Cette propension à mettre toutes les expressions d'idéologies dans le même paquet exprime une certaine ignorance - du moins d'une incapacité à juger - en fonction d'un nouveau contexte mondial que doit confronter le monde occidental. Pas d'inquiétude, les amis. Ce gars-là a le droit d'exprimer son point de vue, bien sûr. Il ne sera jamais bâillonné ni jeté en prison pour avoir exposé sur Internet ou dans une université qu'il est contre la démocratie, contre l'égalité entre les femmes et des hommes, etc. J'ai même défendu dans le temps que des imams radicaux puissent venir d'ailleurs donner leurs conférences sur des lieux d'une université... et retourner chez-eux par la suite.

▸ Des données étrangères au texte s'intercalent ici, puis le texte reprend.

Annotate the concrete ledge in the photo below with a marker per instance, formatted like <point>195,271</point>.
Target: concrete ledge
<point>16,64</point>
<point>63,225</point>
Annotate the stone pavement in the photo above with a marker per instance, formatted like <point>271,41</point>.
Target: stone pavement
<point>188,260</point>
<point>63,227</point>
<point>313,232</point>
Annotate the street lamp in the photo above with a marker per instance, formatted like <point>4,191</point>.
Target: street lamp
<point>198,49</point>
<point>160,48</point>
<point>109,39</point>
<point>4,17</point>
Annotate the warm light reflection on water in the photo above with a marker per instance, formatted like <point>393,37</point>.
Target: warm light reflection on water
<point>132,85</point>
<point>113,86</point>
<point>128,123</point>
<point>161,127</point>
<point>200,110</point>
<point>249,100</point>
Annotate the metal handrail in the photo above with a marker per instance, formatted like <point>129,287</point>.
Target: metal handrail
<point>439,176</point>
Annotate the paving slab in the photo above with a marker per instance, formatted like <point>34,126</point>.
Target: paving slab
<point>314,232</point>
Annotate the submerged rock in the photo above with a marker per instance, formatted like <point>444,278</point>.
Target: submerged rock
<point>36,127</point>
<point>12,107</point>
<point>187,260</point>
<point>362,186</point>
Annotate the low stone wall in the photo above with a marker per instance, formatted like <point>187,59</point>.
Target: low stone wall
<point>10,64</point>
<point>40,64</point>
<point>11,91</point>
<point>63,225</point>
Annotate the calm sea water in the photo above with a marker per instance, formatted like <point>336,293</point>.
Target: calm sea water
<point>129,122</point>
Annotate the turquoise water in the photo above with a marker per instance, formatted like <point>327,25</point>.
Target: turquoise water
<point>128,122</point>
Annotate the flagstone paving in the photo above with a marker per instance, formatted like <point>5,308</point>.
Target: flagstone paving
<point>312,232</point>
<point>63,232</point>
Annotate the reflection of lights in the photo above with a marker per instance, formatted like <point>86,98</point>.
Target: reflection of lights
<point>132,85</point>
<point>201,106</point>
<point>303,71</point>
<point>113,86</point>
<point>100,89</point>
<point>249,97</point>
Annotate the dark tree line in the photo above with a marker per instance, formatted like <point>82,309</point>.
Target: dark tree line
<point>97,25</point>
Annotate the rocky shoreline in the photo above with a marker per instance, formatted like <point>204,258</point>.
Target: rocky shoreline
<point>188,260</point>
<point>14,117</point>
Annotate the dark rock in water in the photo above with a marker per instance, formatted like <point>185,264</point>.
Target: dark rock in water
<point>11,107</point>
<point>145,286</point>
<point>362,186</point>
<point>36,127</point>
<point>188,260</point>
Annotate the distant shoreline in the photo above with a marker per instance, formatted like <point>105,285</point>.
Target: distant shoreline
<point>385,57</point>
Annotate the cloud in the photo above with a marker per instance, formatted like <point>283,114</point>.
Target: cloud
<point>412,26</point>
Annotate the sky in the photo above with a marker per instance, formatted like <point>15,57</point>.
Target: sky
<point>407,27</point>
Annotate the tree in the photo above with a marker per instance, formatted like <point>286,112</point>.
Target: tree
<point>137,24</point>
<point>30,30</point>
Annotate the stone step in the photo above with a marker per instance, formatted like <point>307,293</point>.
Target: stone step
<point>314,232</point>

Ce que Chaoui demande toutefois, c'est un permis d'endoctriner des jeunes dans un lieu de prière (qu'il fait passer pour un centre communautaire). Tout est là.

Si on croit qu'une partie de la solution au radicalisme (qui résulte parfois dans des actes de violence et de terrorisme contre notre civilisation) réside dans la prévention, la détection et une lutte à la radicalisation, alors il faut plus que de la lexique, des voeux pieux et des théories du « bien vivre ensemble ».

Il faut des gestes. Et un de ces gestes, c'est certainement d'interdire qu'un imam que l'on reconnaît comme radical ne puisse obtenir un permis d'occuper un lieu de radicalisation et d'enseigner à nos jeunes le poison qui leur fera détester tout ce qui les entoure, en plus de miner leur chance de s'épanouir dans une société libre et démocratique.

Denis Coderre a jugé que cet individu était un «agent de radicalisation», «un fomenteur de tension sociale». Il a parlé d'un «cas de sécurité publique et d'ordre public» En lui interdisant d'endoctriner de jeunes esprits, c'est peut-être lui qui défend le plus nos valeurs, nos libertés et notre civilisation occidentale.

P.S. Les musulmans du Québec devraient se réjouir de la décision du maire.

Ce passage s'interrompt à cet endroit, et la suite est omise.